Le 2 juillet 2021, Sandra Pla, 31 ans était mortellement poignardée par son ex-conjoint. Elle avait pourtant porté plainte et signalé, à plusieurs reprises, sa dangerosité. Trois ans après le drame, sa famille assigne l'État pour faute lourde.
Une plainte pour faute lourde. Trois ans après la mort de Sandra Pla, tuée par son ex-conjoint à Bordeaux le 2 juillet 2021, sa famille poursuit l'Etat et lui reproche son inaction. La trentenaire avait pourtant porté plainte et signalé la dangerosité de l'accusé.
"Sandra Pla a dénoncé des faits de violence psychologique, de harcèlement à plusieurs reprises. L'objet de cette assignation, c'est de démontrer les fautes de l'État", explique Me Elsa Crozatier, avocate de la mère, du beau-père et du demi-frère de la jeune femme.

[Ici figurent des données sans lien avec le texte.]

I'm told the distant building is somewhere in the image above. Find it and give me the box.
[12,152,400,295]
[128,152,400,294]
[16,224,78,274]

Elle a écrit différents courriers. Et en fin de compte, elle n'a jamais eu la protection qu'elle souhaitait.
Elsa CrozatierAvocate de la famille de Sandra Pla
Plainte et signalements
C'est en décembre 2020, que Sandra Pla, qui vivait dans le quartier Saint-Augustin à Bordeaux, fait part à son compagnon, Mickaël Falou, de sa volonté de le quitter. Ce dernier devient alors violent envers lui-même et terrorise son ex-compagne. La 6 janvier 2021, Sandra Pla porte plainte. Elle fait part de son inquiétude pour elle et pour leur fille, âgée de 4 ans à l'époque. "Elle a ensuite fait des compléments de plainte et saisi le juge aux affaires familiales pour solliciter une ordonnance de protection. Tout ça a été refusé", rappelle l'avocate de la famille.
"Elle a senti que c'était vraiment très grave et que la situation dégénérait complètement : elle avait besoin de l'aide de la police et de l'État. Elle a écrit au parquet et au président de la République une lettre très explicite : on voyait venir le drame", poursuit Me Crozatier.
Elle a demandé si elle devait, comme d'autres femmes, finir assassinée par son ancien compagnon.
Me Elsa CrozatierAvocate de la famille de Sandra Pla
Mortellement poignardée chez elle
Le 2 juillet 2021, des voisins de Sandra entendent des cris et préviennent la police. Vers 10h, son corps sans était retrouvé par les forces de l'ordre. Elle avait été poignardée à une vingtaine de reprises. Son ex-conjoint sera interpellé à Mérignac quelques instants plus tard.
"Si on avait expliqué à son ex-compagnon que ses actes étaient inadmissibles, qu'il fallait qu'il arrête, on aurait potentiellement pu éviter ce drame", maintient Me Crozatier. L'avocate considère que l'Etat est à l'origine de nombreux manquements : "une fois, on lui a refusé sa plainte et on lui a demandé de déposer une main courante. Une autre fois, alors que son ex-compagnon la harcelait, on lui a répondu : on ne peut rien faire, il est dans la rue, vous n'avez qu'à appeler des Corses ou des Roumains".
Pression permanente
Inquiets de la situation et voyant que la réponse policière tardait trop, la mère et le beau-père de Sandra emménagent alors chez elle, dans son petit appartement. Ils installent un système de vidéo surveillance devant sa porte. Les enregistrements en témoignent : Mickaël Falou se rendait chaque jour devant le domicile de son ex-compagne. "Les voisins aussi ont pu attester qu'il était là en permanence, il mettait en place un système de pression et de menace permanente", poursuit l'avocate. Dans une unité médico-judiciaire, la trentenaire fait constater son état et se voit attribuer 15 jours d'ITT.
C'est dramatique 15 jours d'ITT. Mais la police n'a pas bougé.
Elsa CrozatierAvocate de la famille de Sandra Pla
Eviter de nouveaux drames
C'est dans ce contexte qu'intervient ce dépôt de plainte, à l'image de celui déposé par les proches de Chahinez Daoud, tuée en mai 2021 à Mérignac. "Aujourd'hui pour Sandra, c'est trop tard. Mais sa famille veut que ça n'arrive plus jamais à d'autres", résume Me Crozatier.
"Il faut que la police soit apte à voir la dangerosité de certaines personnes et à mettre en place des systèmes de protection. Ce que Sandra a demandé à de nombreuses reprises, sans que ce ne soit suivi d'effets".
Mickaël Falou sera jugé en décembre 2024 devant la cour d'assises de la Gironde. Il encourt la réclusion criminelle à perpétuité.